Unlike most start-ups and emerging companies, new and expanding brewers should finalize sound branding and advertising strategies before attempting to develop and launch new products.

A Brew-Friendly Environment.

Drink up South Carolina. The recent passage of key legislation in South Carolina, known as the Stone Bill, is sure to transform the economic and entrepreneurial landscape for new and existing breweries and brewpubs in the State. The Stone Bill was passed on May 28, 2014, in part, to attract California-based Stone Brewing Co. and possibly other breweries to South Carolina, as well as to ease regulation of South Carolina’s existing beer industry which has lagged behind adjacent states such as North Carolina and Georgia. With the State’s thriving tourism industry and growing economy, the Stone Bill promises to improve the climate in which start-up breweries and brewpubs can form and existing brewers can expand.

Licensing Requirements and Restrictions for Branding and Advertising.

New products, such as a new ale, IPA, or stout, must be developed and launched under a complex licensing framework of Federal and State law. Part of the framework includes restrictions on branding and advertising under the Federal Alcohol Administrative Act (27 U.S.C. § 205(e)) and applicable regulations (27 C.F.R. § 7 et seq.). To qualify for a license to develop, produce, package, or place the new product in commerce, the brewer must develop a branding scheme in conformance with these regulations or face the denial of an application for a license. Generally, the branding requirements include certain mandatory labeling information that identifies:

  • a brand name of the beer (cannot be misleading);
  • a class of beer (e.g., malt beverage, beer, lager, stout, ale, etc.)
  • a name and address of the brewer;
  • the net contents; and
  • the alcoholic content derived from added flavors or non-beer content; and
  • a name and address of importer (if applicable);
  • a name and address of bottler (if applicable);
  • the alcoholic content of the beer (percent by volume);
  • a description of additives; and 10) a declaration regarding sulfite and aspartame content.

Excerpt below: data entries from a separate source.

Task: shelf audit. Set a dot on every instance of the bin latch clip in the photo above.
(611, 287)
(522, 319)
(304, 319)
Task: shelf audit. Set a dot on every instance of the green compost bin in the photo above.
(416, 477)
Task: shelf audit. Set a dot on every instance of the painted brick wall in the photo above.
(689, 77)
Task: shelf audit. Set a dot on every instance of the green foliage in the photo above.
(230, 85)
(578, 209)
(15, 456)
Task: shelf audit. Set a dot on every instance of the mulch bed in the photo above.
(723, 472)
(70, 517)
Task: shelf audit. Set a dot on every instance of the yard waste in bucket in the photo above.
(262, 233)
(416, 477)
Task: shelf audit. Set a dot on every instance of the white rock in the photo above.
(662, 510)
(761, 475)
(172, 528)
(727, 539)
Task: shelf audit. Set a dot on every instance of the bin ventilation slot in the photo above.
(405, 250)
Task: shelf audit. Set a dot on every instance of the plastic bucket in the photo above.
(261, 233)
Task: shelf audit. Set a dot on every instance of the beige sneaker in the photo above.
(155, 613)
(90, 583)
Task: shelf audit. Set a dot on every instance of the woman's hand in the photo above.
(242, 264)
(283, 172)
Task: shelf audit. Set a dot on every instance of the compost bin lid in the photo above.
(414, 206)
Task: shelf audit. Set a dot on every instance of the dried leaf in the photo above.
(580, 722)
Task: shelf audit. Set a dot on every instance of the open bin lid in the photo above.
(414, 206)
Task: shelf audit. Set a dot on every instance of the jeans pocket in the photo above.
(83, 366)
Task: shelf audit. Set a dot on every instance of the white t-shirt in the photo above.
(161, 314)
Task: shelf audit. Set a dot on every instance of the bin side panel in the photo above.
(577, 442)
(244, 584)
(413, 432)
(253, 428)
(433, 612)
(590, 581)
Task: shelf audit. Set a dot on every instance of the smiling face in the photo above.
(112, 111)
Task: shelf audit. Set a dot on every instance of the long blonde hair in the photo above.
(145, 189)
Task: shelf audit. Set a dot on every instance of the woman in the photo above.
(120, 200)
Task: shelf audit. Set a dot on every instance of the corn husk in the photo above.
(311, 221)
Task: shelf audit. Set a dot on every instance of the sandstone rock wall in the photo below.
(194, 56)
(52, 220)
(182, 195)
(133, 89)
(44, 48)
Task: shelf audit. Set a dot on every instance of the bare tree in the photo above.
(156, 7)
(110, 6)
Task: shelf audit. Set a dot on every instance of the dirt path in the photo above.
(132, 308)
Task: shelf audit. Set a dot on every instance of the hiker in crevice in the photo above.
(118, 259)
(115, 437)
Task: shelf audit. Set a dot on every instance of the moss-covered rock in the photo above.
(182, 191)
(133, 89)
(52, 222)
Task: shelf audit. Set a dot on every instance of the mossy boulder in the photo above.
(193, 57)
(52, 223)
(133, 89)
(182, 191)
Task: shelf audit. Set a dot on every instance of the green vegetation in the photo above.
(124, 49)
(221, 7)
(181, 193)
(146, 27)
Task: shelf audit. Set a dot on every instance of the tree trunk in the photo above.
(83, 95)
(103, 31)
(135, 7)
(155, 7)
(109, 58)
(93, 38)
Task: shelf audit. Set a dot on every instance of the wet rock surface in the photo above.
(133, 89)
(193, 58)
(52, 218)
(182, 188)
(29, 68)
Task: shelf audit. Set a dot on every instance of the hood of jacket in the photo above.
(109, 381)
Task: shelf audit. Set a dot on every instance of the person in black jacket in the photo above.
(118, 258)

The regulations also impose significant limits on advertising, the type of advertising permitted, mandatory advertising statements, and certain prohibited statements.

Early Alignment of Branding with Licensing Requirements.

As part of the licensing framework, the brewer is required to submit the labeling information for approval by the Alcohol, Tobacco Tax, and Trade Bureau (TTB). If approved, the TTB will issue a Certificate of Label Approval. The submission of the label information and approval thereof necessarily occurs early in the commercialization process prior to producing any product or finalizing any labels or packaging. Because of these threshold requirements, the brewer would do well early on to take the time to develop a stable branding and advertising scheme prior to applying for the license. This is particularly important because even relatively minor changes to the label information require an amended license application, which can significantly delay approval of the license and subsequent product development and launch.

Branding and Trademark Rights.

The branding scheme may include developing the name of the product, any logos, artwork for the label, design of the packaging, etc. Once conceived, it is advisable that a trademark search be performed to ensure that the risk of infringement is minimal and that trademark rights are available to the brewer. If available, it is advisable that trademark registration be filed to secure the trademark rights to the branding. Developing the branding scheme and securing the trademark rights thereto may avoid time consuming changes to the license, delays in bringing new product to market label, and expensive changes to poorly conceived branding schemes down the road.